LA DIGNIDAD Y LA INDIGNACIÓN

Que en las últimas elecciones ha ganado el Partido Popular y que el sostén de votos de los dos grandes partidos ha menguado de manera ostensible, lo dicen los números. Es cierto que los resultados no son extrapolables a la composición futura del Parlamento nacional, que pasará por las estrechas miras de la circunscripción provincial, esa que ahora parece más que nunca una estructura añeja y trasnochada. Al descenso del bipartidismo –cuya pujanza va por autonomías-, se ha unido una bocanada extraña al sistema tradicional cristalizada en Podemos, y otros partidos minoritarios. Los pequeños partidos suben, los grandes bajan.



Pero es muy probable que no se trate tanto de qué y mucho del cómo. No sabemos con cierta exactitud cuánto tiene que ver la revolución digital que ha reconvertido las relaciones sociales, y su espectro de modos de comunicación y participación, así como la crisis económica y social. Pero sí es cierto que ante las posibles respuestas de la ciudadanía, entre las que se podía esperar la del voto ultraderechista a la francesa, el censo electoral español ha optado por apostar escorado a la izquierda, y sobre todo, con más de un millón de personas prefiriendo un modelo diferente de participación.

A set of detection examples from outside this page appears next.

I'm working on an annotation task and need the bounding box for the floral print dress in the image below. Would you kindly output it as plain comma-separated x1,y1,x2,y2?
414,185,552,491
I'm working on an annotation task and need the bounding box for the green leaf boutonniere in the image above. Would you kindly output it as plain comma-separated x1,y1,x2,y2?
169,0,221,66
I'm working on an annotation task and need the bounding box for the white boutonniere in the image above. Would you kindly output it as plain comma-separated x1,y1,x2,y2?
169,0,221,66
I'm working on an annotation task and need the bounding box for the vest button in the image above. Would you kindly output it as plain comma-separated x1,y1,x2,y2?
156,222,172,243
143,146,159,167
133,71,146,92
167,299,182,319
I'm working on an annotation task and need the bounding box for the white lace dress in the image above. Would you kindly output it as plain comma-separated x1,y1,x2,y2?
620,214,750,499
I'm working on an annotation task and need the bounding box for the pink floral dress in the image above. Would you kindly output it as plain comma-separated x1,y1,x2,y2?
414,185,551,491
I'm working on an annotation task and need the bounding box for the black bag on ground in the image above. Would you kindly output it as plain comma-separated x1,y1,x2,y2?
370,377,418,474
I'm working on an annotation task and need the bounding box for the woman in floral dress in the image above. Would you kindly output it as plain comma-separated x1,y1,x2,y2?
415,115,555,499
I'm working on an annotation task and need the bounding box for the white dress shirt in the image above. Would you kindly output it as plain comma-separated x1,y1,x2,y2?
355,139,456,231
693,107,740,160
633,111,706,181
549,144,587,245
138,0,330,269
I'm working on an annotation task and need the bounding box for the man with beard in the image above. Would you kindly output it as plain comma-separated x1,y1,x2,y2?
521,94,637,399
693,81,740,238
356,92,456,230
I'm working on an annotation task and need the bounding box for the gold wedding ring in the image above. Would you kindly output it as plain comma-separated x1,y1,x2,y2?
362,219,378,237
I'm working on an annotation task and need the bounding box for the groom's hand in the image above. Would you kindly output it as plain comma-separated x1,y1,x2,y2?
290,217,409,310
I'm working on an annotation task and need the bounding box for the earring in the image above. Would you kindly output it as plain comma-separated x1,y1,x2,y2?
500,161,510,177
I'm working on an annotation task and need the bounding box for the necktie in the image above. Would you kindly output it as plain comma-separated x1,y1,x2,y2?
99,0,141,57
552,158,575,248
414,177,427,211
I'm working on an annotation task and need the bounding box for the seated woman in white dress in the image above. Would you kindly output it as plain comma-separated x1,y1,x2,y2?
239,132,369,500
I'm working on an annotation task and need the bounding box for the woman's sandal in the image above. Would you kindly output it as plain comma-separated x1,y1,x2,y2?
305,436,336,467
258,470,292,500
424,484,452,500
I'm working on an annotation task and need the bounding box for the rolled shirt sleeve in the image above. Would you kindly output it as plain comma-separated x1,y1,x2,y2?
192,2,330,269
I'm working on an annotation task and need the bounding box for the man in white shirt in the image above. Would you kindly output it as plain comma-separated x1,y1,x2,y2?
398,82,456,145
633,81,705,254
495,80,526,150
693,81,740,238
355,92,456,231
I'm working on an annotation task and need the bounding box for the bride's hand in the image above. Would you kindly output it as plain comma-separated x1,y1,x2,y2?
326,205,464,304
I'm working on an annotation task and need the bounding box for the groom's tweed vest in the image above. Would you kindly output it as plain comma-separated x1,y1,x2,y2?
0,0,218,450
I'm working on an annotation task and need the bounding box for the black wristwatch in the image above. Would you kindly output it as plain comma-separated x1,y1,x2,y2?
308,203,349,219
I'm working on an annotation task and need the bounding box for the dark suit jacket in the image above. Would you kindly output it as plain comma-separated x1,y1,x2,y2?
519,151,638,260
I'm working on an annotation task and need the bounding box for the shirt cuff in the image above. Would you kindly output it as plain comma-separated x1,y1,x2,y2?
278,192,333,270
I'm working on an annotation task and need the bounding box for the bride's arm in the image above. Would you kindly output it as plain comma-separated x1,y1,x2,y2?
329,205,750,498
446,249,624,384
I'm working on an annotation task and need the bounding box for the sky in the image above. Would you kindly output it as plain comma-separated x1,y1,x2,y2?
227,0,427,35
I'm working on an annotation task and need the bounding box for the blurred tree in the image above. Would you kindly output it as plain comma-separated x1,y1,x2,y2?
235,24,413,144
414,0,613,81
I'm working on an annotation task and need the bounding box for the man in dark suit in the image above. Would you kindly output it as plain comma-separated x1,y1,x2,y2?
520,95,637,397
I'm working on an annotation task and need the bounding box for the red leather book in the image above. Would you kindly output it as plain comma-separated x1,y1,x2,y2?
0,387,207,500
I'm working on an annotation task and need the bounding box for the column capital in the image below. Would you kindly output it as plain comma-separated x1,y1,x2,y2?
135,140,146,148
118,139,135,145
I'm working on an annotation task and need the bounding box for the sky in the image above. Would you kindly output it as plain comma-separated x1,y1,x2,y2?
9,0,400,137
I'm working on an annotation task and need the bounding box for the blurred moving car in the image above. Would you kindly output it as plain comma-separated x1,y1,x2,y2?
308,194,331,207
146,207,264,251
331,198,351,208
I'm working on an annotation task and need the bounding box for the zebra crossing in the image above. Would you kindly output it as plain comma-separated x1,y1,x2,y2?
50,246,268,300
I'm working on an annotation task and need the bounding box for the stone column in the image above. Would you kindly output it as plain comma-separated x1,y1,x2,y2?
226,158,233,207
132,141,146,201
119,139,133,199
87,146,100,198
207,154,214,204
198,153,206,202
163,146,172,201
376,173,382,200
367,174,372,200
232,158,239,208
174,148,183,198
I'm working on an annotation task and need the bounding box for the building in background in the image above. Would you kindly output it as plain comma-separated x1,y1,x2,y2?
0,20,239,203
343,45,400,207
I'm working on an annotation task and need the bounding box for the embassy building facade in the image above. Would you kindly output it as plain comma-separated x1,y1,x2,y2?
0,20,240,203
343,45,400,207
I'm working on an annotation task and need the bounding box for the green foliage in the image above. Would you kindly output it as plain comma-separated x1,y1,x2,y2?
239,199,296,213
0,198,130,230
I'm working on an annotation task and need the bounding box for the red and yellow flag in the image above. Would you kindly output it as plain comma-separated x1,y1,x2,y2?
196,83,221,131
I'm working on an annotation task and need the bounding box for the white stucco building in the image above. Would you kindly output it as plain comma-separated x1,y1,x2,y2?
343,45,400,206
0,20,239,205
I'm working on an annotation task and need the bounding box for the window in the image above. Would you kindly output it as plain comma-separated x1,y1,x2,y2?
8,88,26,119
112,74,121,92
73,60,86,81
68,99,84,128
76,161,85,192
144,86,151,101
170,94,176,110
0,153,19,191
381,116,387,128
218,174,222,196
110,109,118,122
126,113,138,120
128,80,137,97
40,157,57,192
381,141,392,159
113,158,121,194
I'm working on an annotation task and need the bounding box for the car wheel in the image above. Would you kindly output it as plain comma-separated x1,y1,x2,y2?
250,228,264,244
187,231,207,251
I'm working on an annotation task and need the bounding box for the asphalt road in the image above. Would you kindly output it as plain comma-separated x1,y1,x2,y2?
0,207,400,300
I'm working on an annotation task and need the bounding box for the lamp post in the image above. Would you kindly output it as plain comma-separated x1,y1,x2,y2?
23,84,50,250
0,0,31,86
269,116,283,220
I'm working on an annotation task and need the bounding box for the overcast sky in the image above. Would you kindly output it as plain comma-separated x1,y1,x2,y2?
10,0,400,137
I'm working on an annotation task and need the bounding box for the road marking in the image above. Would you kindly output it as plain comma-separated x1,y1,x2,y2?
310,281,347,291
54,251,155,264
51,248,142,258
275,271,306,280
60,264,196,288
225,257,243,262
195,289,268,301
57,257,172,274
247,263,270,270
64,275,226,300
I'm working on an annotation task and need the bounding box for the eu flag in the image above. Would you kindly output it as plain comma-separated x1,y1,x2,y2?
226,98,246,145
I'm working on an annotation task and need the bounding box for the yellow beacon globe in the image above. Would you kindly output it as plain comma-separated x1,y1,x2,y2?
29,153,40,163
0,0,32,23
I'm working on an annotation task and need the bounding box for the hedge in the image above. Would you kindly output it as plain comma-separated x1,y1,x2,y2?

El bandazo ha llevado al PSOE a reconvertir su método de elección de liderazgo -aunque, como siempre, a medias- y a las ofertas de izquierda clásica a mirar con otros ojos la herencia del 15M. Ya no se trata de quitar de en medio a la Vieja Guardia, sino de quitar la Guardia en sí, el partido enrocado. El Partido Político como instrumento entró en crisis y el galope de la abstención hizo el resto. Los partidos se quedaron en un castillo alejado de la realidad, criando y reproduciendo sus generaciones futuras, con el censo electoral en el tendido mirando y callando. A falta de análisis más profundos, uno tiene la impresión de que la movilización del voto hacia formaciones de diferente modo de acción, como Podemos, ha reclamado a muchos desengañados, al ofrecer la tenue esperanza de un modo diferente de hacer las cosas.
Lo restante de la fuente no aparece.